De acordo com a proposta da deputada Renata Abreu (PTN-SP), caso o poder executivo não se manifeste no prazo de 90 dias, a emissora estará tacitamente autorizada a proceder à transferência requerida. O projeto é muito permissivo por reduzir o prazo necessário para a efetivação das transferências e por prever de anuência tácita, caso o Poder Executivo não se manifeste em 90 dias. Segundo Bráulio Araújo, a transferência direta e indireta de outorgas de radiodifusão é inconstitucional pois descumpre a exigência constitucional de prévia licitação, ensejando a negociação de outorgas públicas por particulares e o controle de concessões por terceiros que não participaram do processo de licitação.

Na Ação Direta de Inconstitucionalidade 2946, a Procuradoria Geral da República questiona um dispositivo análogo da lei de concessões de serviços públicos (lei 8.987/1995), que autoriza a transferência de outorgas. Na ação, a PGR afirma que a autorização legal à transferência direta e indireta de concessões faz com que “a fraude ao sistema da licitação pública atinja raias de literal imoralidade”, vez que permite “a uma determinada empresa especializar-se em ‘vencer concorrências públicas’, repassando- as, em seguida, para empresas realmente interessadas no serviço”.

De pai para filho, de amigo para amigo

A Rádio Cultura AM foi inaugurada inicialmente em São Vicente, em 17 de outubro de 1946 e depois transferida para Santos.
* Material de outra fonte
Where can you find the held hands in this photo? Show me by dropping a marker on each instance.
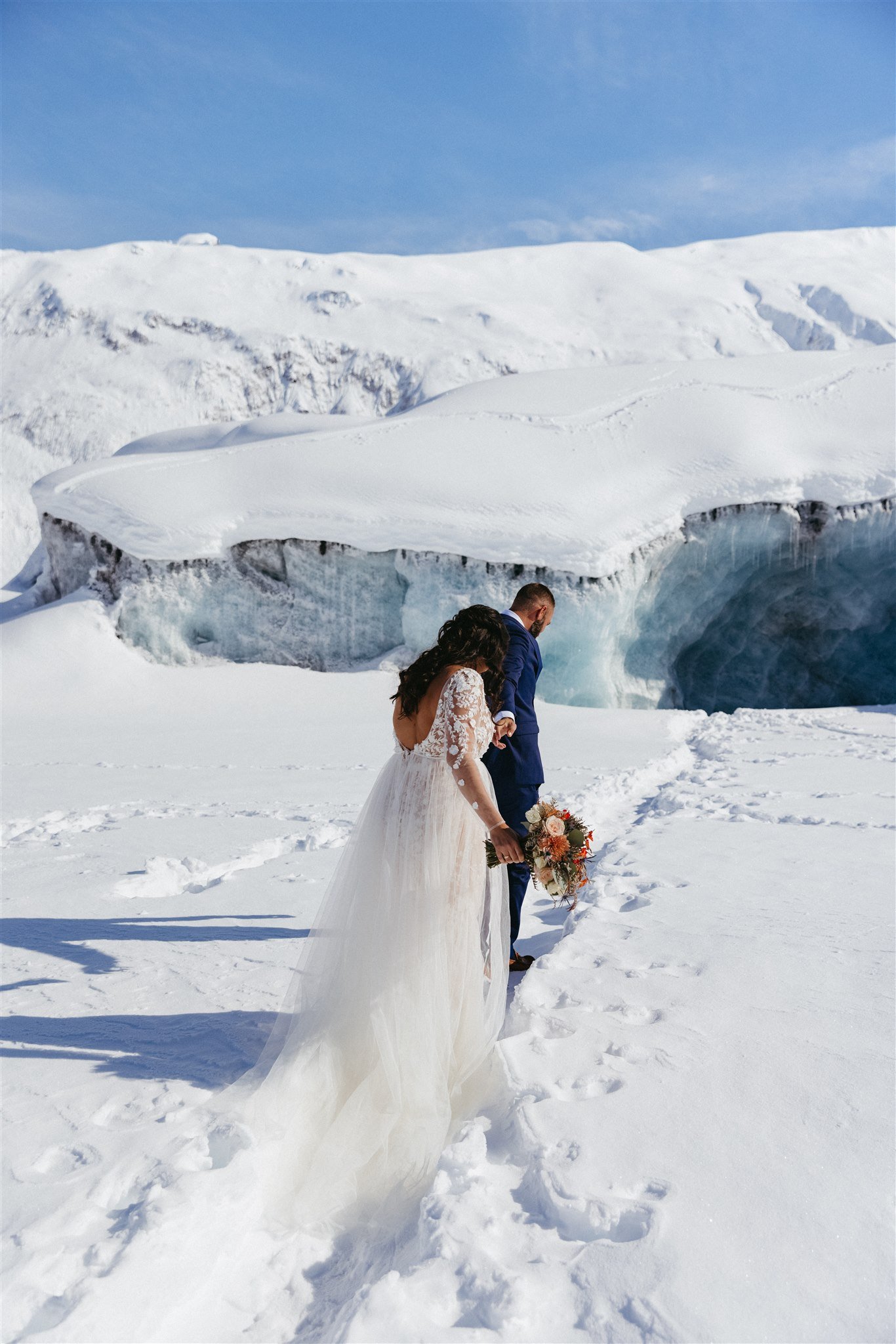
(504, 727)
(507, 843)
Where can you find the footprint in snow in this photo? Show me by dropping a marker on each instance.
(634, 1015)
(58, 1162)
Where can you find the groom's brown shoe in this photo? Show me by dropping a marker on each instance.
(520, 963)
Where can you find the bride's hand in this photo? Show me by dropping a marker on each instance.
(507, 845)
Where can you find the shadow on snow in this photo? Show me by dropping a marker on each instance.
(205, 1049)
(68, 938)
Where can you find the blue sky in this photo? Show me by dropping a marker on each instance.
(437, 125)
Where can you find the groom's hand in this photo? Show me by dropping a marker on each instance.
(504, 727)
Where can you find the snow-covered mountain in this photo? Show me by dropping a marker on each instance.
(108, 345)
(718, 533)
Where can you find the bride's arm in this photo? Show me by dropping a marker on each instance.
(465, 705)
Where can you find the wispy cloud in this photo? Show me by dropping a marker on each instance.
(628, 225)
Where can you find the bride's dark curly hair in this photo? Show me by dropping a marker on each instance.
(478, 632)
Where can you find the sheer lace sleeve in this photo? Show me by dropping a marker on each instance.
(466, 734)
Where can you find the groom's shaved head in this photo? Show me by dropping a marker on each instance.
(531, 596)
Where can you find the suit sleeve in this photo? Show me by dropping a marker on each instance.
(514, 662)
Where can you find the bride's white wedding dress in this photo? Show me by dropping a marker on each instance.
(386, 1035)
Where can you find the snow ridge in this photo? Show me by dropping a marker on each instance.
(108, 345)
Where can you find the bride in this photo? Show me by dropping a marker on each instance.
(386, 1034)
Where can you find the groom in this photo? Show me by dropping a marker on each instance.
(514, 759)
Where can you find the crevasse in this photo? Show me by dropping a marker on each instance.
(754, 605)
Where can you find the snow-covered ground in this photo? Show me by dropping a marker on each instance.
(573, 468)
(692, 1131)
(695, 1136)
(719, 533)
(106, 345)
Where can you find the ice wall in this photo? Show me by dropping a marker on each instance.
(757, 605)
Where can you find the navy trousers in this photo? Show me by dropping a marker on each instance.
(514, 803)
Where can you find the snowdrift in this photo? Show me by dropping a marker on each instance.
(719, 534)
(106, 345)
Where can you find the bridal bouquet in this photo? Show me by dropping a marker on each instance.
(555, 850)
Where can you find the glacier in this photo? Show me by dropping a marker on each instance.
(719, 534)
(760, 605)
(105, 345)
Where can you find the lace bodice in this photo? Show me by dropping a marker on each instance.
(462, 726)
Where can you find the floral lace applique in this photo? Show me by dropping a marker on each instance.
(462, 726)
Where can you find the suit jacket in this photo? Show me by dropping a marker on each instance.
(520, 763)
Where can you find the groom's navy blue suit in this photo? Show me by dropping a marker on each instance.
(516, 772)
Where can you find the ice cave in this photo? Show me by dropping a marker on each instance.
(755, 605)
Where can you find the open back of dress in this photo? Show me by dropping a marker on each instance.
(399, 994)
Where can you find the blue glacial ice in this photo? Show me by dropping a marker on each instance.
(755, 605)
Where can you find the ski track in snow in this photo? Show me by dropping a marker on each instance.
(516, 1240)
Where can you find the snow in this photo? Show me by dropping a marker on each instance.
(733, 510)
(692, 1135)
(695, 1140)
(625, 456)
(106, 345)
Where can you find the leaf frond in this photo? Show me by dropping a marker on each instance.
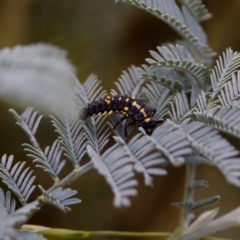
(224, 119)
(226, 65)
(181, 21)
(169, 141)
(180, 108)
(60, 198)
(178, 58)
(209, 143)
(197, 9)
(72, 137)
(18, 180)
(8, 203)
(146, 159)
(116, 167)
(49, 160)
(28, 122)
(159, 97)
(230, 92)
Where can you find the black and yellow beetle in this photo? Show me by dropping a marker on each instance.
(129, 106)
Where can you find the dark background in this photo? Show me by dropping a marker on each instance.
(105, 38)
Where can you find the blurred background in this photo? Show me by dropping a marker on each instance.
(105, 38)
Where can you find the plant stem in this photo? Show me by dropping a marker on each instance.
(188, 196)
(57, 233)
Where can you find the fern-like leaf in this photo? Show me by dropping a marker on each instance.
(28, 122)
(147, 160)
(159, 98)
(224, 119)
(9, 224)
(115, 165)
(181, 21)
(72, 136)
(19, 183)
(209, 143)
(197, 9)
(6, 203)
(180, 107)
(231, 92)
(49, 160)
(169, 141)
(178, 58)
(226, 65)
(59, 198)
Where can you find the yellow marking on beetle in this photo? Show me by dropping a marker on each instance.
(136, 105)
(143, 112)
(147, 120)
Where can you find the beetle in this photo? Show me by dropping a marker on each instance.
(129, 107)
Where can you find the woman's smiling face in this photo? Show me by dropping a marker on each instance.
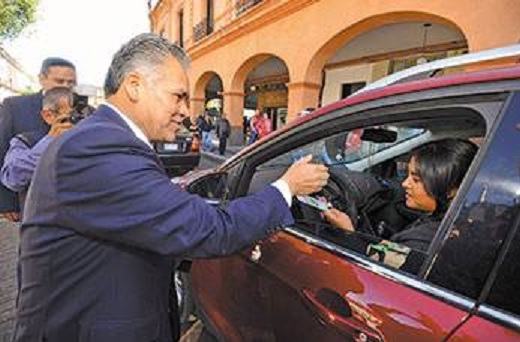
(416, 195)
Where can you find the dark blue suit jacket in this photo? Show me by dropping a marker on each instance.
(17, 115)
(103, 225)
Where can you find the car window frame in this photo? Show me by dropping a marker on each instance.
(485, 310)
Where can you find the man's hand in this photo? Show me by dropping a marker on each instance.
(11, 216)
(305, 178)
(60, 125)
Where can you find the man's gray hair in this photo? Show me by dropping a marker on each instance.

A emissora foi fundada por Paulo Salim e Jorge Mansur. Em 1958, o então diretor, Paulo Jorge Mansur, desdobrou a emissora em duas rádios – Rádio Cultura S. Vicente AM e Rádio Cultura de Santos FM –, ambas pertencentes à Sociedade Rádio Cultura São Vicente LTDA.

A rádio foi a segunda emissora do Brasil a entrar no ar e, desde então, cumpre papel político central nas disputas locais. O fundador da rádio, Jorge Mansur, acumulou popularidade ao apresentar o programa “A voz do povo” e foi eleito deputado por três mandatos. A partir de 1964, a Sociedade Cultura de São Vicente LTDA passou a ser constituída por Paulo Roberto Mansur, Gilberto Mansur e Maria Gomes Mansur, filhos de Paulo Jorge Mansur, que se desligou juridicamente, por motivos políticos. Seu filho Paulo Roberto Mansur (Beto Mansur), foi eleito – primeiramente vereador (1989), depois deputado federal (1991), prefeito (1996) e reeleito em 2000 – através da utilização do veículo rádio. A família ampliou seus negócios também para a televisão. Em 2001, os Mansur venceram a concorrência pública do canal 46 de Santos.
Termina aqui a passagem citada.